A FURIOUS householder needed hospital treatment after throwing himself under a rubbish truck near the town centre, The Evening Star can reveal today.The incident is just the latest example of "rubbish rage" - a new phenomenon which has been sweeping the town since the introduction of blue and brown bins alongside the familiar black wheelie bins.

A FURIOUS householder needed hospital treatment after throwing himself under a rubbish truck near the town centre, The Evening Star can reveal today.

The incident is just the latest example of "rubbish rage" - a new phenomenon which has been sweeping the town since the introduction of blue and brown bins alongside the familiar black wheelie bins.

Over the last 18 months police have had to be called out twice to deal with angry householders furious about binmen not taking overflowing black bins.

And dustmen are regularly shouted at, abused and threatened.

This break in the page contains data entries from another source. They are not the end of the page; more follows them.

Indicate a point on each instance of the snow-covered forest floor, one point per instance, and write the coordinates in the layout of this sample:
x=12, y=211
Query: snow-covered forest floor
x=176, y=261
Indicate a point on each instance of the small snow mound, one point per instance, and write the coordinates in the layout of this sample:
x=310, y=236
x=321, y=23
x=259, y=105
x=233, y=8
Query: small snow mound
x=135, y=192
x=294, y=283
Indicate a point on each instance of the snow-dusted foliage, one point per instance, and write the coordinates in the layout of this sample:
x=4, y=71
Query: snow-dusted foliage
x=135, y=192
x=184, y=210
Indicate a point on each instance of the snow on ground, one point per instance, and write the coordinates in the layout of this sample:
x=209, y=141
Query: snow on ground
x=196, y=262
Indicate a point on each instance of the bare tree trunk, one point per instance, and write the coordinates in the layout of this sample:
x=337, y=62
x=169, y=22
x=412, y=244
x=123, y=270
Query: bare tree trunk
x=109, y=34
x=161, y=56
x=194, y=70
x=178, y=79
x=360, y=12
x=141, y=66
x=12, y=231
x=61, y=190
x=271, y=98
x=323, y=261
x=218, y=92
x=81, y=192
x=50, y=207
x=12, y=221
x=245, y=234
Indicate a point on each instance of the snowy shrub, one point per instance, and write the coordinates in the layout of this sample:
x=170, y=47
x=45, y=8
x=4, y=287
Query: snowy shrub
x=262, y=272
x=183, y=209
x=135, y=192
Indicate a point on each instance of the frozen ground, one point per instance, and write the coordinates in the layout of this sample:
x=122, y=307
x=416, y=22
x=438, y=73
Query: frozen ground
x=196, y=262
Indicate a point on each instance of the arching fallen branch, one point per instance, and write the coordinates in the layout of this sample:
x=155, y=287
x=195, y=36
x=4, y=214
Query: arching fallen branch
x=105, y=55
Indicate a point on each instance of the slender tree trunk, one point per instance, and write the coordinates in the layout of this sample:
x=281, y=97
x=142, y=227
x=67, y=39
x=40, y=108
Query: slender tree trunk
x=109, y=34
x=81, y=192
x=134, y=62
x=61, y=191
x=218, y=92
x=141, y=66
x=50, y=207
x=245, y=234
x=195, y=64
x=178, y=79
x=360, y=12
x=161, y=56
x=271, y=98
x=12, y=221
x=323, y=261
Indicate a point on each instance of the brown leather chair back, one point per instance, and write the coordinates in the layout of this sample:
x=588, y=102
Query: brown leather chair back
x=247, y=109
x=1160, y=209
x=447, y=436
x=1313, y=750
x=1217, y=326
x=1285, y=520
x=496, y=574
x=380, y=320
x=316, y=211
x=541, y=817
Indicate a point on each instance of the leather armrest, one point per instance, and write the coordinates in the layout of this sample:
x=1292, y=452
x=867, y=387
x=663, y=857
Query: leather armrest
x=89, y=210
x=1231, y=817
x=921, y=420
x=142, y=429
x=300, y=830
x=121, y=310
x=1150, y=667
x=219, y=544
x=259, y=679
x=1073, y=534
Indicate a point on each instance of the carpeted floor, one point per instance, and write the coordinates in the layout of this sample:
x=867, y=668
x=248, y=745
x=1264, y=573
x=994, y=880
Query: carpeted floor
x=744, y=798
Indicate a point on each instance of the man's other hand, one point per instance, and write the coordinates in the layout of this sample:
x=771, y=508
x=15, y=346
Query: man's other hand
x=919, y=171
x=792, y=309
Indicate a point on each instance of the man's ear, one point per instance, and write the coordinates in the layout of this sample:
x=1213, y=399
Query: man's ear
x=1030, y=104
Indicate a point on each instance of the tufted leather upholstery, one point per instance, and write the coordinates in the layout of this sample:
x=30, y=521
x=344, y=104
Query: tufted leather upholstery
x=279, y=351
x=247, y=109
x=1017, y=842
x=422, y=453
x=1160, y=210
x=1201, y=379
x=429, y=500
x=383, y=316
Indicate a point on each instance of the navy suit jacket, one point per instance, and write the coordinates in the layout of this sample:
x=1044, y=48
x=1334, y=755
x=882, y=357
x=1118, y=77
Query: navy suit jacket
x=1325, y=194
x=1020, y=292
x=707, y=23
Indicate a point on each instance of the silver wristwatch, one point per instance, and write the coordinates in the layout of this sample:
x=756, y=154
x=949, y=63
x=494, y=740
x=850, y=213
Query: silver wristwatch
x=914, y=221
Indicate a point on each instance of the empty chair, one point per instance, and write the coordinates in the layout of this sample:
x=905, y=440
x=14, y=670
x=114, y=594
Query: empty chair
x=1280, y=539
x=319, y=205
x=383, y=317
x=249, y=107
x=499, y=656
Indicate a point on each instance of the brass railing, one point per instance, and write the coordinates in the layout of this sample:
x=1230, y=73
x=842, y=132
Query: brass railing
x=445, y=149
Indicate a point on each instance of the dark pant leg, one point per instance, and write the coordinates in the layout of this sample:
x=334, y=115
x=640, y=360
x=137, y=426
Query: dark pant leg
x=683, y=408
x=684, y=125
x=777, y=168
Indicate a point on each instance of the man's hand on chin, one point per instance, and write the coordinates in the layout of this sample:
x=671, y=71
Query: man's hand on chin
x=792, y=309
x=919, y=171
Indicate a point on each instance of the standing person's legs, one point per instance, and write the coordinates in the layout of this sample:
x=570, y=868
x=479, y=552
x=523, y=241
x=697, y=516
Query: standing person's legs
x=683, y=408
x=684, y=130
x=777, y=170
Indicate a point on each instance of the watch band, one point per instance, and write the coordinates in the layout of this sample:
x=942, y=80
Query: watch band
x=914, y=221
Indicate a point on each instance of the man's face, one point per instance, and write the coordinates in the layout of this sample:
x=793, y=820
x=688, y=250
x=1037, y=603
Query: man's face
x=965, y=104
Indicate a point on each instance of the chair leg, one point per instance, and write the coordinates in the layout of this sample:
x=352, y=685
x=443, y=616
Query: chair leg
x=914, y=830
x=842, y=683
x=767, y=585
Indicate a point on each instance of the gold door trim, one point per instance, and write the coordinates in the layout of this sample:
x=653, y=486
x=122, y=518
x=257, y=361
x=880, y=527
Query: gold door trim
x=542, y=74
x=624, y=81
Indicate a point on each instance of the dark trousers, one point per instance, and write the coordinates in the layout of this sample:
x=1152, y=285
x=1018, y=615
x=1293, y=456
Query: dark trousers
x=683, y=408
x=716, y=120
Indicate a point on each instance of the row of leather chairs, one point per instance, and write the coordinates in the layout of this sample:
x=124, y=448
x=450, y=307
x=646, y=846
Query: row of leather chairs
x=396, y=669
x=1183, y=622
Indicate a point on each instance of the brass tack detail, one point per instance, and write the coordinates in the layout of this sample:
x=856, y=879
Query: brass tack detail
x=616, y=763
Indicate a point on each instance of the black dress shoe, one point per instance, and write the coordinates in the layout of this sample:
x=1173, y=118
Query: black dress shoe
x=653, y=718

There have even been occasions when knives have been brandished by angry householders.

Today three binmen have spoken about the new danger they are facing on their rounds. We have agreed not to use their surnames because of their fear of reprisals.

Dustcart driver Mark said: "Most people, the overwhelming majority, are fine and use the bins properly.

"But there is a small minority who don't and can get very aggressive. They shout and swear and it gets very nasty.

"I've even had them threatening my family. My mother was widowed recently and someone threatened her because we'd refused to take their rubbish overflow."

Mark's colleague Roger has been working as a binman for 30 years and loves the job - apart from the "aggro".

He said: "We're not allowed to take extra bags of rubbish with the black bins, but when we leave them you often get chased down the road.

"The other week we were in Gresley Gardens (off Wherstead Road) and this chap came rushing out when we didn't take his bags of rubbish.

"He got really abusive and unpleasant. Eventually he threw himself under the lorry and insisted on going to hospital. We had to call out the police."

Truck driver Garry said much of what was causing problems could be recycled.

"I've had people creating a scene because we won't take their black bin overflows and it's quite clear that most of what they're throwing out could have gone in the blue bin - they just haven't sorted it out.

"Some of the people having this problem don't speak English and don't understand so we try to get them leaflets in their own language.

"But most of them understand perfectly well and are just too pig-headed to bother with sorting out what they're throwing out.

"They think that because they pay council tax the council should sort out their rubbish for them."